Vermögensfrage: Die Einfriergelder der russischen Zentralbank im Fokus
In einem bedeutsamen Treffen in Berlin haben Bundeskanzler Friedrich Merz und der belgische Premierminister Bart De Wever ihre Zurückhaltung gegenüber einem direkten Zugriff auf das in der EU eingefrorene Vermögen der russischen Zentralbank verdeutlicht. De Wever betonte die rechtlichen Herausforderungen, die mit einem solchen Schritt verbunden wären. Bundeskanzler Merz warnte zudem vor möglichen negativen Konsequenzen für den Kapitalmarkt. Die Sorge: Andere Länder könnten ihre eigenen Staatsgelder ebenfalls abziehen, was zu Instabilitäten führen könnte.
Seit dem Beginn des Ukraine-Kriegs sind in der EU nach Angaben der Kommission rund 210 Milliarden Euro der russischen Zentralbank eingefroren. Dabei werden die Zinserträge bereits genutzt, um die Ukraine mit Waffen und Munition zu unterstützen. Ein Enteignungsbeschluss, der das Kernkapital nutzbar machen würde, bleibt jedoch umstritten.

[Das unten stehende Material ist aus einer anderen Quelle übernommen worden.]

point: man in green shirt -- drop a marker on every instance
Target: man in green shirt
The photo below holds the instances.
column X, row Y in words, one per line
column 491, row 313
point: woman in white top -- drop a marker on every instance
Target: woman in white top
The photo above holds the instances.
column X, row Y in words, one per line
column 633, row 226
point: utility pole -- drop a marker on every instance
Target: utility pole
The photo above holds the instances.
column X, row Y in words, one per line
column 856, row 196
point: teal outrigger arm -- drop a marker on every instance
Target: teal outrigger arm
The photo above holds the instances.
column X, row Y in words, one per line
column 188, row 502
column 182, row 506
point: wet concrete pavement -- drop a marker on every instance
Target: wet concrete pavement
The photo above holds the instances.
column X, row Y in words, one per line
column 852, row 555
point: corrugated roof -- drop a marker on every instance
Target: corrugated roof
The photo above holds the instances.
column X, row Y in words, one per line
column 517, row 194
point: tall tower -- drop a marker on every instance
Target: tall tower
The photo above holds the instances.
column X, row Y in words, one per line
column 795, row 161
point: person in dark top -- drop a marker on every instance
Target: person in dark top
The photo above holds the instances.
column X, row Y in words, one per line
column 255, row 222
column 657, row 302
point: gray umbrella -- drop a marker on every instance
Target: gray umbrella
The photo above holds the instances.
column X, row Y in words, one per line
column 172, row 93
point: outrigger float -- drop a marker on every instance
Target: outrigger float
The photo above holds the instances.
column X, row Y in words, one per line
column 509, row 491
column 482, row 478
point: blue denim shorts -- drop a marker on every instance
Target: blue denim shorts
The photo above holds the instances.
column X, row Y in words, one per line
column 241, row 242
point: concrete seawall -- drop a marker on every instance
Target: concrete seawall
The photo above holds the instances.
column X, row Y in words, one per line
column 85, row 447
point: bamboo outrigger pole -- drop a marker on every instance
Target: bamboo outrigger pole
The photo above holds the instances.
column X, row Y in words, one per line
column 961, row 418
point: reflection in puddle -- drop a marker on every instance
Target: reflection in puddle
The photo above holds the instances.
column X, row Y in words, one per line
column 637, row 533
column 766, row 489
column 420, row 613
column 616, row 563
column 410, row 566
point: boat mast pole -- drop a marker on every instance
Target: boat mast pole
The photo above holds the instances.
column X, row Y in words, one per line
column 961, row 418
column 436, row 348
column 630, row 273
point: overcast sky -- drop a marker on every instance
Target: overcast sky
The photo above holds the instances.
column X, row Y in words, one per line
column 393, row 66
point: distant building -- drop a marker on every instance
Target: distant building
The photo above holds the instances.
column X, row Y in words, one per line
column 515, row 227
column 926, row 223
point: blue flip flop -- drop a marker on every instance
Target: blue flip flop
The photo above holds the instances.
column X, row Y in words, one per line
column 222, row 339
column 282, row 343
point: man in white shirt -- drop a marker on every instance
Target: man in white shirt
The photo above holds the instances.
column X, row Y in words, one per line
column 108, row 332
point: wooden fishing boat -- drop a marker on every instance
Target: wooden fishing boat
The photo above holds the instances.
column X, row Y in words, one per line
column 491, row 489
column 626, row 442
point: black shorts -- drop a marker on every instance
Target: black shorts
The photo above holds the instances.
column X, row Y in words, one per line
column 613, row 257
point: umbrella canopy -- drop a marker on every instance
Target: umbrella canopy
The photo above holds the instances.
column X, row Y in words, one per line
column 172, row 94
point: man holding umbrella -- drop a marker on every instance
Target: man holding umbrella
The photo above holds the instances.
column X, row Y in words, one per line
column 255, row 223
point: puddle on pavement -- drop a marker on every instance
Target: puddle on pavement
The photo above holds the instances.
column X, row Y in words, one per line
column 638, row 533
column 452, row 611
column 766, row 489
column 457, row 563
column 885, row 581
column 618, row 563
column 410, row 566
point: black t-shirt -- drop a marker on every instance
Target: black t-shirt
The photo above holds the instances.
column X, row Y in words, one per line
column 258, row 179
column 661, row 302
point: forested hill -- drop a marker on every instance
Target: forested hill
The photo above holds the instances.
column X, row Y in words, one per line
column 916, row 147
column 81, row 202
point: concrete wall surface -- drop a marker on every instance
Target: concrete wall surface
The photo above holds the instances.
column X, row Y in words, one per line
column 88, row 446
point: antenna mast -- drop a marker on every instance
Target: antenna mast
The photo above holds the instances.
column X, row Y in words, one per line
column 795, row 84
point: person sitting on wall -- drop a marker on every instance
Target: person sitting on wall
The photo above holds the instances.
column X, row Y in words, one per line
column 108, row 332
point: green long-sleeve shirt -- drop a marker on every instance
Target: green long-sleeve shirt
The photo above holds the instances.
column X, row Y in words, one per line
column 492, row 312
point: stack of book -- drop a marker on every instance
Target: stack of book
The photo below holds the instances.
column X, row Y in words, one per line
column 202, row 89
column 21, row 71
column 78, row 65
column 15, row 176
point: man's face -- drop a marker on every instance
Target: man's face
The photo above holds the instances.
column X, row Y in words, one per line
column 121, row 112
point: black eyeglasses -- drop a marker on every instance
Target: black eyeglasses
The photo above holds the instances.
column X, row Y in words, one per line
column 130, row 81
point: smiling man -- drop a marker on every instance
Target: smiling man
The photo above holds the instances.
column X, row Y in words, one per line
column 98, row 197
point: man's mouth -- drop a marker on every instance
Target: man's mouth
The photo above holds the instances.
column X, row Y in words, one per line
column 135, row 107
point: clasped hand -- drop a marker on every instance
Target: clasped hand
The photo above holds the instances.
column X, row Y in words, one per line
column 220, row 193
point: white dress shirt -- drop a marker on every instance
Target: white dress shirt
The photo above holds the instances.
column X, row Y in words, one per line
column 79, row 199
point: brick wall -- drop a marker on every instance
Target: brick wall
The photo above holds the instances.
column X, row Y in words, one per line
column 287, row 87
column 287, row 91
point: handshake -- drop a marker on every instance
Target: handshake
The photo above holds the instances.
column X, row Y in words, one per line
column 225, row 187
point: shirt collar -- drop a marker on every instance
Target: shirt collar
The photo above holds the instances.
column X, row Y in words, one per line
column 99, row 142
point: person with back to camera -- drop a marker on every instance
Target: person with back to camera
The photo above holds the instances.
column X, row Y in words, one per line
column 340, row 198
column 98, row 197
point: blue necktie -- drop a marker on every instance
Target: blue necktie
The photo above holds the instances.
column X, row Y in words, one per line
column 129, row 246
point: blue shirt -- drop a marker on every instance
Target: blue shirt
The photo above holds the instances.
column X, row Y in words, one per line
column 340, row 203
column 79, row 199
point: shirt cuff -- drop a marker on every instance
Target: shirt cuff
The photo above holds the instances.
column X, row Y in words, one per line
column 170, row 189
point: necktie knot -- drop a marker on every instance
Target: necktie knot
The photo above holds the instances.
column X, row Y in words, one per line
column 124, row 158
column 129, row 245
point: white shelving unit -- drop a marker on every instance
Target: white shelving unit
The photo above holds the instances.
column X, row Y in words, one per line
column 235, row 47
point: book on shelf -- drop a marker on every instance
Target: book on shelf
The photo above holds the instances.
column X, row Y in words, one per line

Premierminister De Wever sprach sich dafür aus, die momentane Praxis beizubehalten und die Zinserträge weiterzuverwenden. Vergleichend sagte er: "Das ist wie eine Gans, die goldene Eier legt." Erst bei zukünftigen Friedensverhandlungen zwischen Russland und der Ukraine solle über eine umfassendere Nutzung des Vermögens entschieden werden.